La nécessité rend industrieux ; les Acadiens se chargèrent de prouver une fois de plus la justesse de cet adage. À part les métaux en barre et confectionnés, les armes et les munitions, le sel, le vin et l’eau-de-vie, leur ingénieuse activité suppléait à peu près à tout le reste. Il faut là-dessus entendre encore Diéreville qui mêle ici la poésie à la prose :

« Les habitants, écrit-il, ne laissent pas d’y être contents, d’autant qu’on n’y parle ni d’impôts ni de tailles :

    Sans avoir appris de métier,
    Ils sont en tout bons ouvriers ;
De leur laine ils se font habits, bonnets et bas,
Ne se distinguent point par de nouvelles modes ;
    Ils portent toujours des capots
Et se font des souliers toujours plats et commodes
De peaux de loups marins et de peaux d’orignaux ;
De leur lin, ils se font encore de la toile ;
    À voir seulement un modèle,
Ils trouvent tout aisé pour l’exécution ;
C’est comme faire un vers à moi quand j’ai la rime !…

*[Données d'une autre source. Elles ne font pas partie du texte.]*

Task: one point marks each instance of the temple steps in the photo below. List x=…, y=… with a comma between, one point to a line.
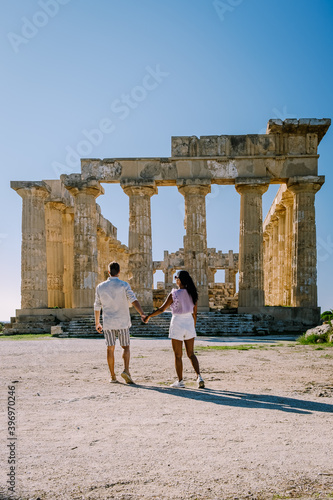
x=210, y=323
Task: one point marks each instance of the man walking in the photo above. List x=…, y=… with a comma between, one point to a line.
x=113, y=296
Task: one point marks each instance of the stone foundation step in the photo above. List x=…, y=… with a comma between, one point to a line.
x=210, y=323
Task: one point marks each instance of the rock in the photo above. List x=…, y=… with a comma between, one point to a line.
x=56, y=330
x=320, y=331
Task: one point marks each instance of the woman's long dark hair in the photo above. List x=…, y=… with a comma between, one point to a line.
x=187, y=282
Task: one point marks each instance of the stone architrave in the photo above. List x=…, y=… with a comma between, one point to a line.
x=33, y=253
x=251, y=276
x=195, y=239
x=85, y=238
x=140, y=262
x=55, y=253
x=304, y=283
x=68, y=249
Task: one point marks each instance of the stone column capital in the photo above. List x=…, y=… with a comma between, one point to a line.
x=287, y=199
x=247, y=184
x=75, y=185
x=138, y=187
x=194, y=186
x=27, y=189
x=56, y=205
x=309, y=184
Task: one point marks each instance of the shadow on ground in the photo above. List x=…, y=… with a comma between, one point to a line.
x=243, y=400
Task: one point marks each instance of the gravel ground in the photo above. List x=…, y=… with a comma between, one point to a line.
x=262, y=428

« Sauf les asperges et les artichauts, ils ont toutes sortes de légumes, et tous excellents ; ils ont des champs couverts de choux pommés et de navets, qu’ils conservent toute l’année… Les choux restent dans les champs la tête renversée, et la neige les couvre qui les conserve. On fait de plantureuses soupes avec ces deux légumes et de grosses pièces de lard ; ils font surtout beaucoup de choux, car les cochons en mangent

  1. Archives de la marine. Lettre du 23 décembre 1707.